Estas duas Noras, obras de arte em ferro, têm resistido ao tempo que passa, mas não será assim para sempre. Mereciam mais por parte da entidade responsável, que podia e devia, ter iniciativa para preservar estas memórias, impedindo a sua total degradação.
Uma outra grande mágoa é o abandono a que foi votada a Antiga Escola do Gomes , assim designada pelos mais antigos, nos quais me incluo claramente. A Escola Primária António José Gomes, inaugurada em 1911, foi o segundo edifício do concelho de Almada construído com o fim a que se destinava, ser um edifício escolar. A primeira tinha sido a Escola Conde Ferreira, em 1868. Foi construída já depois do seu falecimento, por iniciativa e empenho da sua Viúva, Dª Maria Soares da Rocha Gomes, que concretizou a obra (Cova da Piedade – Património e História CAA).
A escola centenária encontra-se cada vez mais degradada, não se tendo confirmado nenhuma das soluções anunciadas. Durante anos manteve intactas as janelas e vidros, infelizmente essa realidade mudou, e começaram a ser visíveis vidros partidos propositadamente. Atualmente, a autarquia mandou tapar as janelas com contraplacado, ficando aquele imóvel centenário completamente desfigurado.
Que triste sina para a memória e a preservação do património histórico da Cova da Piedade.
Entramos na Cova da Piedade e logo na entrada vemos a Sede da SFUAP, como não gostaríamos de ver. Recentemente foi demolido o Teatro Garret, do qual apenas se manteve a fachada, que é a recordação de tantos momentos agradáveis e inesquecíveis, como o filme que marcou a juventude dos anos sessenta “O ódio que gerou o amor , com Sidney Poiter, ou “Adivinha quem vem jantar”, com o mesmo grande actor.
Inesquecível também, foi a apoio que a SFUAP deu à luta operária dos trabalhadores do Arsenal do Alfeite. Quando no princípio dos anos 80 foram proibidos os plenários de trabalhadores no interior do Estaleiro, foi possível reunir em plenário nas instalações do Teatro Garrett, um apoio importante num momento difícil da luta operária.

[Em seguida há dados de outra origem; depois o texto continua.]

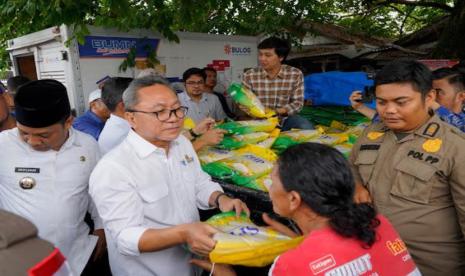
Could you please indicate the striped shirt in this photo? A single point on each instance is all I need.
(286, 90)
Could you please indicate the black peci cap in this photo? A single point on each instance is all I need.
(41, 103)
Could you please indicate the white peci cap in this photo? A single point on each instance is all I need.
(95, 95)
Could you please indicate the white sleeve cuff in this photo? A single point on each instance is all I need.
(204, 195)
(128, 240)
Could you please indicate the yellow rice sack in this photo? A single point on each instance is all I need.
(241, 242)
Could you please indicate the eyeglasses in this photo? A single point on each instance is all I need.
(165, 114)
(192, 83)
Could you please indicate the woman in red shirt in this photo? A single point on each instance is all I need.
(313, 186)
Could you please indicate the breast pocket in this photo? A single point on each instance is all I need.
(365, 163)
(413, 181)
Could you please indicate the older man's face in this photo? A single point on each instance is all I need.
(161, 99)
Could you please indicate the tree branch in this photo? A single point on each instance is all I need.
(427, 4)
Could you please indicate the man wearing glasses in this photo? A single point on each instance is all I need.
(147, 190)
(201, 105)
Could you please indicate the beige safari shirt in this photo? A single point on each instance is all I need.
(418, 183)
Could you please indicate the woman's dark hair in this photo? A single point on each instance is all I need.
(409, 72)
(193, 71)
(324, 181)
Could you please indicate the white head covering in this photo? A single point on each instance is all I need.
(95, 95)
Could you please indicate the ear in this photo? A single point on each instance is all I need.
(430, 98)
(129, 116)
(294, 200)
(69, 122)
(461, 96)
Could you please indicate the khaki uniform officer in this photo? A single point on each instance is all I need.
(44, 171)
(419, 184)
(413, 165)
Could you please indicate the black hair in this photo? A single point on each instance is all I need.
(193, 71)
(405, 71)
(112, 91)
(14, 83)
(205, 69)
(280, 46)
(453, 76)
(322, 177)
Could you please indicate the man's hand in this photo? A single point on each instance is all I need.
(355, 99)
(218, 270)
(199, 237)
(361, 194)
(101, 246)
(228, 204)
(279, 227)
(204, 125)
(212, 137)
(282, 111)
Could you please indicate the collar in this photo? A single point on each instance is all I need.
(143, 148)
(118, 120)
(187, 97)
(279, 75)
(94, 117)
(71, 141)
(430, 129)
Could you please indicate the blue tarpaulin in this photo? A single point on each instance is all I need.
(334, 88)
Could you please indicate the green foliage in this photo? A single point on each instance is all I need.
(241, 17)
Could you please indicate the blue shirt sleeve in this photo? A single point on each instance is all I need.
(457, 120)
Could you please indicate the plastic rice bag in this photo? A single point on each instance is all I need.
(245, 127)
(241, 242)
(247, 100)
(250, 163)
(238, 141)
(211, 154)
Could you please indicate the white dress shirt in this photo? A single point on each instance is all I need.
(113, 133)
(59, 200)
(137, 186)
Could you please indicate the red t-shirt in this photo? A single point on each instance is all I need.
(324, 252)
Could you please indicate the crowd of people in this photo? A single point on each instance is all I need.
(121, 185)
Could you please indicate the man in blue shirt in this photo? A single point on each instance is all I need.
(450, 96)
(93, 121)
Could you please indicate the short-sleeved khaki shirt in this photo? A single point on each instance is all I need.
(418, 183)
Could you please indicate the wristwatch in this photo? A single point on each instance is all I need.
(193, 134)
(217, 199)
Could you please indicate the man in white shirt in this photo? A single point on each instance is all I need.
(148, 188)
(116, 127)
(200, 104)
(44, 171)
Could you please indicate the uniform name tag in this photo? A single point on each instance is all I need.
(27, 170)
(370, 147)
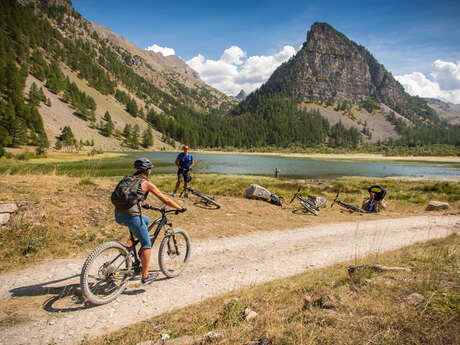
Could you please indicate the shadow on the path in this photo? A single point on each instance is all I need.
(66, 298)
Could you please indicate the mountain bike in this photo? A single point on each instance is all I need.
(349, 207)
(108, 269)
(205, 200)
(306, 204)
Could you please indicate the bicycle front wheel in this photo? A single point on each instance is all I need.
(309, 208)
(105, 273)
(174, 253)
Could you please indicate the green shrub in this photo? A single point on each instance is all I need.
(87, 182)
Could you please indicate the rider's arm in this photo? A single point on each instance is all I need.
(148, 186)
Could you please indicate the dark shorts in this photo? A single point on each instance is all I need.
(184, 174)
(138, 229)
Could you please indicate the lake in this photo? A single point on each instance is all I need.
(241, 164)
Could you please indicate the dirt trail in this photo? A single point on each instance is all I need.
(217, 266)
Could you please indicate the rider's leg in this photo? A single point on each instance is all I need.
(145, 261)
(140, 230)
(177, 185)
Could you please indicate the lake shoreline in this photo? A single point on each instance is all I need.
(342, 157)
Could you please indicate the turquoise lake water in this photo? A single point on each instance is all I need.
(302, 167)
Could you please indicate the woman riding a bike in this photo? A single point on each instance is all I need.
(131, 217)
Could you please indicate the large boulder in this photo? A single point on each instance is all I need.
(258, 192)
(437, 205)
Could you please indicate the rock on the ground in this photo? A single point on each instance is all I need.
(437, 205)
(415, 298)
(4, 218)
(211, 337)
(318, 201)
(323, 301)
(249, 314)
(258, 192)
(8, 208)
(263, 340)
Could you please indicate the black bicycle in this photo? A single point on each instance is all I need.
(204, 200)
(349, 207)
(306, 203)
(108, 269)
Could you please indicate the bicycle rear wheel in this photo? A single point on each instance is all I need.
(174, 253)
(105, 273)
(309, 208)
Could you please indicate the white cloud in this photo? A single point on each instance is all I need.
(447, 74)
(163, 50)
(235, 71)
(445, 84)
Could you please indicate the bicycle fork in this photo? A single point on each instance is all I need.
(176, 248)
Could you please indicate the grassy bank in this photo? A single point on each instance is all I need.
(62, 216)
(328, 306)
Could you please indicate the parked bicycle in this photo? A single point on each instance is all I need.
(349, 207)
(306, 203)
(205, 200)
(108, 269)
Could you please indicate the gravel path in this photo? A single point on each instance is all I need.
(217, 266)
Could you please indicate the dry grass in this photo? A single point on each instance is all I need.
(62, 216)
(369, 308)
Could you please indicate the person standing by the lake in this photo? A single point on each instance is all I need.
(184, 162)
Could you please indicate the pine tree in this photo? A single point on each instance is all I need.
(127, 130)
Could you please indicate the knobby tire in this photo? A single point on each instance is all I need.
(167, 253)
(112, 271)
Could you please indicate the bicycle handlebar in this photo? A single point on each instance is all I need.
(163, 210)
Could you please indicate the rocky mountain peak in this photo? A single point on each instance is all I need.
(242, 95)
(332, 67)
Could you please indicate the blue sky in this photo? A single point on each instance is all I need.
(405, 36)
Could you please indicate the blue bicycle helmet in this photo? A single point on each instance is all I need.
(143, 164)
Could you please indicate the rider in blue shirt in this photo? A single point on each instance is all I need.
(184, 162)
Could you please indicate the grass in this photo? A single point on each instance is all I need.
(82, 168)
(327, 306)
(62, 216)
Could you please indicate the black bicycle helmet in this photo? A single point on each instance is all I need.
(143, 164)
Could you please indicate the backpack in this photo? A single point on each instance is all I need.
(128, 192)
(276, 200)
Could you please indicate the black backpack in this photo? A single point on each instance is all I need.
(276, 200)
(128, 192)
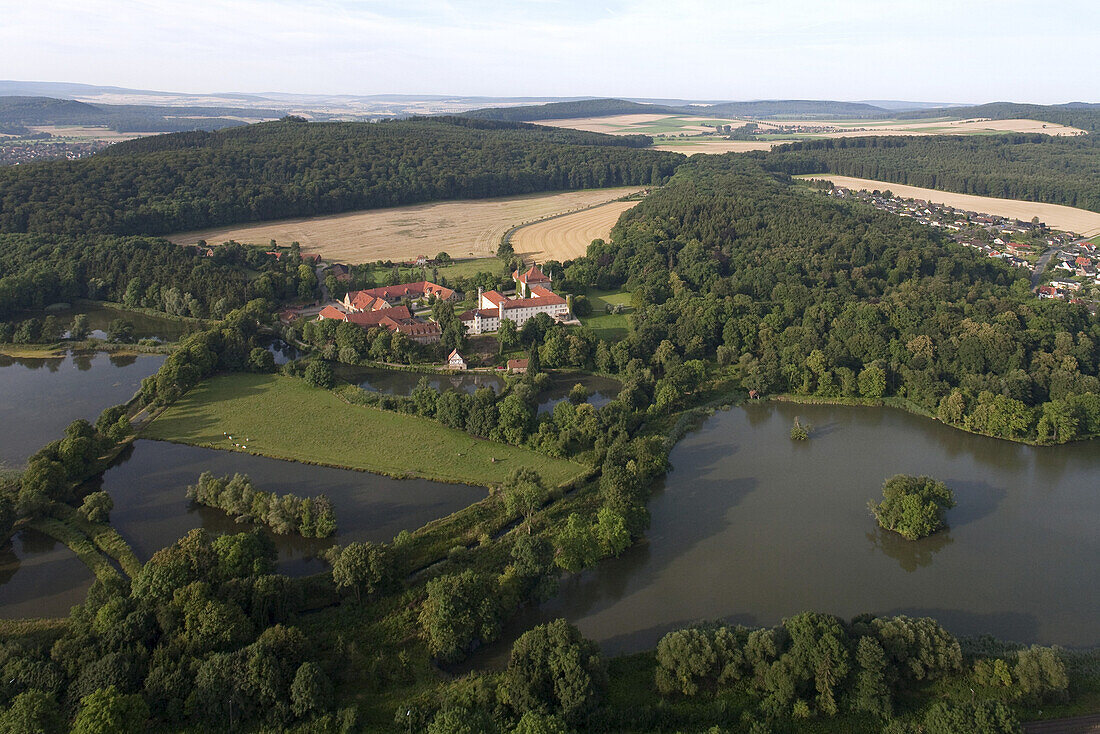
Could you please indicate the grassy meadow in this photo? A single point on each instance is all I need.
(608, 327)
(286, 418)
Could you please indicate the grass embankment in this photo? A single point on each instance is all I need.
(105, 537)
(608, 327)
(286, 418)
(79, 544)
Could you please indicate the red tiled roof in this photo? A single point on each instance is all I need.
(532, 275)
(545, 298)
(410, 291)
(485, 313)
(411, 327)
(364, 300)
(374, 318)
(494, 297)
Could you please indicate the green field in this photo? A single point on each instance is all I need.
(609, 327)
(286, 418)
(455, 270)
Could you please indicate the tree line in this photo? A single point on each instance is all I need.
(139, 272)
(310, 517)
(798, 675)
(293, 168)
(201, 637)
(812, 296)
(1031, 167)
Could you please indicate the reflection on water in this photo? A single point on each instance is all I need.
(752, 526)
(42, 396)
(910, 555)
(152, 511)
(40, 577)
(601, 391)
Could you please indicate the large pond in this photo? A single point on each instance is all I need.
(39, 397)
(152, 510)
(601, 390)
(751, 527)
(42, 578)
(145, 326)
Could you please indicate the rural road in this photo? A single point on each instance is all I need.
(1088, 724)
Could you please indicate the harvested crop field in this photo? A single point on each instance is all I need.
(564, 238)
(1055, 216)
(714, 145)
(469, 228)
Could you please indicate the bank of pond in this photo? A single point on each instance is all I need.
(748, 527)
(393, 382)
(43, 395)
(42, 578)
(751, 527)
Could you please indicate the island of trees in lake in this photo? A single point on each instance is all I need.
(740, 283)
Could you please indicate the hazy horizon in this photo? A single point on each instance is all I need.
(699, 50)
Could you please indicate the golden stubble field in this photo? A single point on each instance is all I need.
(694, 141)
(1068, 219)
(462, 229)
(565, 238)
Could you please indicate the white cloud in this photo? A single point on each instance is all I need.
(701, 48)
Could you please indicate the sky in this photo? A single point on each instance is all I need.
(937, 51)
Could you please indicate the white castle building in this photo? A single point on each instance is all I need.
(532, 297)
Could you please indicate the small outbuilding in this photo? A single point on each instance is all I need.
(455, 361)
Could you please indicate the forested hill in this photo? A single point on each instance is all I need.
(821, 297)
(1076, 114)
(1032, 167)
(17, 112)
(581, 108)
(799, 108)
(296, 168)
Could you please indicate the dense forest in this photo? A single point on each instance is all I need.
(1033, 167)
(818, 297)
(39, 270)
(293, 168)
(1075, 114)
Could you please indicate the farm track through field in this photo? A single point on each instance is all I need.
(470, 228)
(567, 236)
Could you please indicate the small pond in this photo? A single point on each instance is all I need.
(151, 507)
(40, 577)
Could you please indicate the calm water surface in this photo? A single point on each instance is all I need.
(40, 577)
(39, 397)
(752, 527)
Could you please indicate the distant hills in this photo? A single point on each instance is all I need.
(18, 113)
(769, 108)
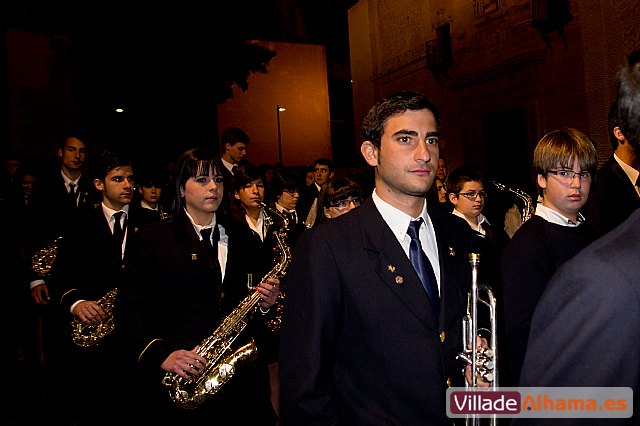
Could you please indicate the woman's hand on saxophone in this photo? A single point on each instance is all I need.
(89, 312)
(269, 291)
(186, 364)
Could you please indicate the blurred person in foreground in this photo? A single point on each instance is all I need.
(584, 329)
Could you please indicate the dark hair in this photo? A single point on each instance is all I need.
(322, 161)
(458, 177)
(333, 192)
(562, 147)
(397, 103)
(193, 162)
(110, 160)
(232, 136)
(628, 85)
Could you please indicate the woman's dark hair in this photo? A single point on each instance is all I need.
(192, 163)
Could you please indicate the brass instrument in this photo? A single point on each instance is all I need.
(528, 208)
(222, 360)
(274, 324)
(86, 335)
(483, 361)
(43, 259)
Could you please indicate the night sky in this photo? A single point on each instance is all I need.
(170, 65)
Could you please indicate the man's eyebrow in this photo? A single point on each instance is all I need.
(402, 132)
(405, 132)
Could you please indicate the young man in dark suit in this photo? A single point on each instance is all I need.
(614, 193)
(89, 265)
(365, 339)
(584, 327)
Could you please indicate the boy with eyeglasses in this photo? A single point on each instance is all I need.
(565, 162)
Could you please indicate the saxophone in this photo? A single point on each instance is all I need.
(222, 360)
(528, 209)
(86, 335)
(43, 259)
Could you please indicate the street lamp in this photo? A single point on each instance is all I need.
(279, 109)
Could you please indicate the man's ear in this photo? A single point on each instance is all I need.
(370, 153)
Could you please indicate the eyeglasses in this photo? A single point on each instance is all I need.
(343, 204)
(569, 175)
(472, 195)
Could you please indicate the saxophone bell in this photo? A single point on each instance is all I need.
(86, 335)
(222, 359)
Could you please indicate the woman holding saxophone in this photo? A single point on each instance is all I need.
(177, 294)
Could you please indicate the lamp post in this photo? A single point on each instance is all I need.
(279, 109)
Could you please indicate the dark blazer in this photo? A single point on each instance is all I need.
(90, 262)
(359, 342)
(591, 303)
(612, 198)
(173, 299)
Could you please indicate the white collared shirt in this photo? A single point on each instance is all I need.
(554, 217)
(258, 228)
(476, 227)
(223, 242)
(399, 221)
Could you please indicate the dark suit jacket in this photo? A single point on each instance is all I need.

E o rio inacessível ao povo, emparedado entre os altos muros da Base do Alfeite e os terrenos do Estaleiro da Lisnave desactivado, eternamente à espera, não sabemos bem de quê.
A pequena porção de terra que ainda dá acesso ao rio, na Margueira, está em condições de abandono, não oferecendo o mínimo de condições aos pescadores que ainda resistem, e é com lamento que se verificam despejos de entulho e outros lixos.
Existe um apelo por parte de muitas pessoas, para ver respeitada a memória da sua terra ou da terra que escolheram para viver, desejo que este pequeno texto possa ser um contributo para alertar nesse sentido.
Não podemos ir em frente sem olhar para trás.